Here are 5 Positive Outcomes from Parent Infidelity for Kids. Seriously!

Photo by Faris Mohammed on Unsplash

It is not often that you hear about positive outcomes from infidelity, particularly when it comes to the kids. But there is some evidence that not all of the effects of growing up with a cheating parent are hurtful. With a little shift in perspective, some kids are able to see and express what they gained along the way.

Do keep in mind that the ability to see the positive can take time. It is difficult for children or even adolescents to have the maturity to see any silver lining. Often it takes the physical and emotional distance that moving away from the family in young adulthood allows. Here are five good things that young adults have noted from their parents’ infidelity.

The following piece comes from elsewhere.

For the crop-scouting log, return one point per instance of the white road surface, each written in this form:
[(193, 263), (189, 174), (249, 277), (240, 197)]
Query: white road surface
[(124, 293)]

Learning How to Walk in Someone Else’s Shoes

Kids who are able to forgive their cheating parent often do so by working hard to understand where the parent was coming from. This could mean looking into the parent’s past to understand how they grew up, or learning more about their parent’s current situation outside the home, like at work, or with their extended family. 

Sibling Bonding

Often siblings will become closer sharing the experience of parent infidelity. Either because they rely on each other in the face of keeping the secret of infidelity. Or because, say, an older sibling wants to protect the younger ones from knowledge of the affair. 

Closer Friendships

Sometimes an adolescent will go outside of the family for support, and find close friendships that nurture and sustain them. These friendships become great sources of comfort and well-being, sometimes becoming the primary support system in their life, rather than the family.

Self-Esteem

One perhaps unexpected positive effect of parent infidelity is on a child’s self-esteem. Again, typically this is something that comes only in later adolescence or young adulthood. Young adults who grew up with parent infidelity do report that they value themselves more, particularly in the context of believing that they deserve more out of a relationship than their parents had. Which brings us to…

Hope

These young adults are often hopeful for their future and for their relationships, believing that they have learned from their parents’ mistakes and will be able to do better than their parents. 

While there is no question that living with parent infidelity is painful for kids, as with all difficult situations, there is always the possibility of learning and healing.